The problems of hyphens and non-separating
whitespace can even interact. Advertisements for air fares frequently
contain items like San Francisco-Los Angeles, where simply doing
whitespace splitting would give unfortunate results. In such cases,
issues of tokenization interact with handling phrase queries (which we
discuss in Section 2.4 (page )), particularly if we would like queries for
all of lowercase, lower-case and lower case to
return the same results. The last two can be handled by splitting on
hyphens and using a phrase index.
Getting the first case right would depend on knowing that
it is sometimes written as two words and also indexing it in this way.

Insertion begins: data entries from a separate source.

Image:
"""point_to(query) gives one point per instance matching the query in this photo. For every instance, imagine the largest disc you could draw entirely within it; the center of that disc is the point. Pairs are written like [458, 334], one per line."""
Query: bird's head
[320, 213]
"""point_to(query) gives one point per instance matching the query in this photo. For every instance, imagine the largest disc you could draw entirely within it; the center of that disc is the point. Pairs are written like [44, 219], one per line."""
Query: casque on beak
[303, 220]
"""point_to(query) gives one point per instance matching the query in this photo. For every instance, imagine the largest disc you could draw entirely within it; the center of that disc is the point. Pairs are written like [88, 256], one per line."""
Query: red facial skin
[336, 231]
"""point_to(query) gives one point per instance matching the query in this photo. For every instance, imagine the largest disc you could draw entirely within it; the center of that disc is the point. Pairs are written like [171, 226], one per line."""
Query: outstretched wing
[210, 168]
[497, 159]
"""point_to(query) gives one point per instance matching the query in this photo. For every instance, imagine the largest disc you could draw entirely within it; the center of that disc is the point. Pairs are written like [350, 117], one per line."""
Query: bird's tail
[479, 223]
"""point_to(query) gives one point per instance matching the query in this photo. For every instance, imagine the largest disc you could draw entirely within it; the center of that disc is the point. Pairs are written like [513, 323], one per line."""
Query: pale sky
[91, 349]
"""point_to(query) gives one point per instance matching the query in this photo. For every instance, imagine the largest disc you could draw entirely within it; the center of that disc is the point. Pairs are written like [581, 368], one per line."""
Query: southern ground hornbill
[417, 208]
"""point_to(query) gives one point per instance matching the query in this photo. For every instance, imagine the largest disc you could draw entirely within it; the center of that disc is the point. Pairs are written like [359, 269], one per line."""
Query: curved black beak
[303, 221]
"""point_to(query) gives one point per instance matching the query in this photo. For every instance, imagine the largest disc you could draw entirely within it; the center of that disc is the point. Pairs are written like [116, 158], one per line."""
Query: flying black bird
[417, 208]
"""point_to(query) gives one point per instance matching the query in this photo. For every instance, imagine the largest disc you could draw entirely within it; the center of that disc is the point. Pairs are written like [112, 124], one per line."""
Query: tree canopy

One effective strategy in practice, which is used by some Boolean retrieval systems such as Westlaw and Lexis-Nexis
(westlaw), is to encourage
users to enter hyphens wherever they may be possible, and whenever there is
a hyphenated form, the system will generalize the query
to cover all three of the one word, hyphenated, and two word forms,
so that a query for over-eager will search for
over-eager OR ``over eager'' OR overeager.
However, this strategy depends on user training, since if you query using
either of the other two forms, you get no generalization.
Each new
language presents some new issues. For instance,
French has a variant use of
the apostrophe for a reduced definite article the before a word
beginning with a vowel (e.g., l'ensemble) and has some uses of
the hyphen
with postposed clitic pronouns in imperatives and questions (e.g.,
donne-moi give me). Getting the first case correct
will affect the correct indexing of a fair percentage of nouns and
adjectives: you would want documents mentioning both l'ensemble
and un ensemble to be indexed under ensemble. Other
languages make the problem harder in new ways.
German writes compound nouns without spaces (e.g.,
Computerlinguistik `computational linguistics';
Lebensversicherungsgesellschaftsangestellter
`life insurance company employee'). Retrieval systems for German greatly benefit
from the use of a compound-splitter module, which is usually implemented
by seeing if a word can be subdivided into multiple words that appear in a
vocabulary.
This phenomenon reaches its limit
case with major East Asian Languages (e.g., Chinese, Japanese, Korean,
and Thai), where text is written without any spaces between words. An
example is shown in Figure 2.3 . One approach here is to
perform word segmentation as prior linguistic processing.
Methods of word segmentation vary from having a large
vocabulary and taking the longest vocabulary match with some heuristics
for unknown words to the use of machine learning sequence models, such
as hidden Markov models or conditional random fields, trained over
hand-segmented words (see the references in Section 2.5 ).
Since there are multiple possible segmentations of character sequences
(see Figure 2.4 ), all such methods make mistakes sometimes, and so
you are never guaranteed a consistent unique tokenization. The other
approach is to abandon word-based indexing and to do all indexing via
just short subsequences of characters (character -grams), regardless of
whether particular sequences cross word boundaries or not. Three reasons
why this approach is appealing are that an individual Chinese character
is more like a syllable than a letter and usually has some semantic
content, that most words are short (the commonest length is 2
characters), and that, given the lack of
standardization of word breaking in the writing system, it is not always
clear where word boundaries should be placed anyway. Even in English,
some cases of where to put word boundaries are just orthographic
conventions - think of notwithstanding vs. not to mention
or into vs. on to - but people are educated to write the
words with consistent use of spaces.